In orthodontics, the benefit of the treatment outcome is obtained after a period of patience and the patient experiences mild to moderate pain during the course of the treatment.37 For the placement of mini-implant, topical or local anesthesia is required.38 As noted by Valieri et al., most patients have an unpleasant sensation during and after placement and felt pressure during placement.39 Patients tend to overestimate the pain associated with the placement and procedure of mini-implants during orthodontics.40 Kim et al. noted that the most negative impact in mini-implant placement is pain and discomfort during placement followed by difficulty with cleaning.41 In this study, all the patients who were placed with mini-implants invariably reported with some pain; that later subsided in the 1 week follow-up.

The achieved success rate of mini-implant was 87.5% in studies done by Motoyoshi et al.42 There are various limitations of this short-term study that include it not having equal samples in each type of mini-implant and unequal number of male and female participants.

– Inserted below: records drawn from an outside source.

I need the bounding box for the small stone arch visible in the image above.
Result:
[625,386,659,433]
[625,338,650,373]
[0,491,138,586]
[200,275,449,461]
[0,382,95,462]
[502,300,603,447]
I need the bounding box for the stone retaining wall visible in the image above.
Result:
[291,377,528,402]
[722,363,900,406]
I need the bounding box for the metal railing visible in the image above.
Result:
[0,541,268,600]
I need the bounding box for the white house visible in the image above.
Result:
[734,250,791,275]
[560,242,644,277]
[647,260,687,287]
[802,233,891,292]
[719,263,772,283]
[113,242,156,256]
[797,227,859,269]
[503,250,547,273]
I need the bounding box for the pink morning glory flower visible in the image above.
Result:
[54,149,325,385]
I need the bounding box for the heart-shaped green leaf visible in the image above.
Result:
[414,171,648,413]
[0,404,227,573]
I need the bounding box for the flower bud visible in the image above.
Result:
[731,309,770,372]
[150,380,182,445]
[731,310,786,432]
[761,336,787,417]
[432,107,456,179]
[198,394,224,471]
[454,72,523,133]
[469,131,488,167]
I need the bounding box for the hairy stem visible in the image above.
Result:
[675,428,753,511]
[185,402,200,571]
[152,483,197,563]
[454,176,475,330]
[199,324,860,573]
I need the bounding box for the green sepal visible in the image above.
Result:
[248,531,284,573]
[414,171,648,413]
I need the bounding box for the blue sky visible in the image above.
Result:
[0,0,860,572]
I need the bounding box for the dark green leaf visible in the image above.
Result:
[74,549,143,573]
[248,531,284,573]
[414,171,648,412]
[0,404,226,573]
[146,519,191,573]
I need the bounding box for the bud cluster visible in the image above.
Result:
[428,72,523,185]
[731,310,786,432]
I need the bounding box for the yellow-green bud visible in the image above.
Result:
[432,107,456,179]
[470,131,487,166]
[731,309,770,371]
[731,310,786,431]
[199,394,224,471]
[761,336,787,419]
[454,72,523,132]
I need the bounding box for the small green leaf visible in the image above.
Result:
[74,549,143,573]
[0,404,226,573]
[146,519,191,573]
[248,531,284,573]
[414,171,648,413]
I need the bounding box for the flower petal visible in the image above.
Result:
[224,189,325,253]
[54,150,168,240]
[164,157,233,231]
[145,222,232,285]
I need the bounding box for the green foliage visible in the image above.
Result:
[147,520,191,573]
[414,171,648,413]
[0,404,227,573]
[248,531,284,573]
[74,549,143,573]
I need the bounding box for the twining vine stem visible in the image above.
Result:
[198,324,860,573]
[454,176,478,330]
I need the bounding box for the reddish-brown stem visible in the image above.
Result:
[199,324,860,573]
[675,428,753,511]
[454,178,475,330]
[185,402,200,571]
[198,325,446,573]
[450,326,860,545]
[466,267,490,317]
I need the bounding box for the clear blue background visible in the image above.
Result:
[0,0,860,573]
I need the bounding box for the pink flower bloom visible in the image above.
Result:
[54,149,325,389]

In future, a well-designed randomized controlled trial can be conducted to determine the association between the IT in comparison to the primary stability of the mini-implant and the failure and complications that arose; also post-placement stability can be done over a period of time and be assessed with a periotest for more efficient understanding with the correlation between torque during placement and the stability.


Thicker mini-implant needed more IT. Highest IT was recorded with extraalveolar screws. Mini-implants placed with an IT above the recommended range tend to fail and break more often. Patients placed with extraalveolar bone screws reported more pain than that of the smaller-dimension mini-implant. No direct correlation could be obtained with the pain levels experienced by the patients and with the primary stability of the mini-implants in association with the IT during placement.